Thank you, but I would not exactly say that those firms actually fund traders. At best, they give you $5K of margin. Could be worthwhile for someone who's completely new to the business as an alternative to pure simulator trading. Or for someone who's so broke that they literally only have $350 to their name. If not - no reason to not put up $5K to trade your own account, IMO.
Hmm If that’s the case then I agree no point. But was under the impression they can back you up to a couple hundred grand based on hitting their performance thresholds
False advertisement I'm afraid. There firms have been thoroughly exposed on this forum through various threads. They call it a $150K account, but the maximum drawdown is $5K. Usually, there's a scaling plan, too. Meaning you can't start trading more than 3-5 contracts on your live account. So, basically they're giving you $5K to trade with. If you lose that or break a rule you're done - regardless of your results in the evaluation. They'll be happy to let you try again for $350, though. I reasoned that maybe eventually such a firm would truly stake you if you show yourself to be a good trader with the live account, but I've seen no proof of that and sincerely don't believe that to be the case. It's basically a modern day bucket shop. Let's get back on topic. Do you have any capital to put up yourself? I was recommend to check out T3 Trading Group by a friend. He uses some of their services, but have no experience with the get-funded part of the company. Neither have I. But I did talk with them briefly about it and they seemed like good people. Basically, you have to put up your own money, unless you have a track record to show them. I now see that they offer options, too. I have no idea if they're legitimate and at this point I'm starting to think that everyone in this business are charlatans, but who knows... If you reach out to them - it would be nice to hear how it goes. I declined their offer at the time being and am currently trading my own capital strictly, but I don't rule out trading with them eventually. https://www.t3trading.com/
I know that list of firms. https://www.traderslog.com/proprietarytradingfirms Mostly this firms are something around liquidity providing on US stocks, US futures or EU stocks/futures markets. So probably you can be EMPLOYED here as a good quant, data engineer, software engineer or may be a trader with math/statistics skills. So it's not a pure capital raising...

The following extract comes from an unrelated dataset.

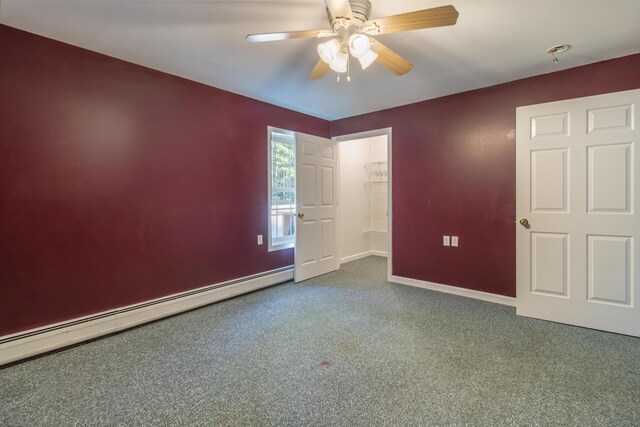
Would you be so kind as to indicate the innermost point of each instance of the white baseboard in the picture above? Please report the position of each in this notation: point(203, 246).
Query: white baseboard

In response, I would like to ask the following question... If I coming to some prop firm (in US or in London for example) with "non-standard" idea to trade something in derivatives on emerging market exchanges (for example India, Korea, Brazil and etc.) or even crypto exchanges... Then what is expected annual return from this adventure should be, that prop firm holders can think about opening this line? 1m$ annually? 10m$ annually? 100m$ annually? or even less than 1m$ annually? I really don't know how economics of this process are looks like for firms, will be happy for your advices
Generally prop firms wouldn’t consider someone joining that wanted to trade on markets or exchanges they weren’t already familiar with. The turnover of people coming in to prop firms with grand ideas that don’t end up making money means it’s just not worth their time and effort getting access to various new exchanges, the risk of trading a market they aren’t familiar with etc. If however you approach them with a successful track record trading a new market and offer to fund the initial risk and setup they will welcome you with open arms as it’s a new way for them to diversify. But I think you would need to have shown in excess of $200k in profits a year for someone to take you on trading a new market. But if you were looking to join a firm trading traditional markets that’s very different. Entry requirements much lower.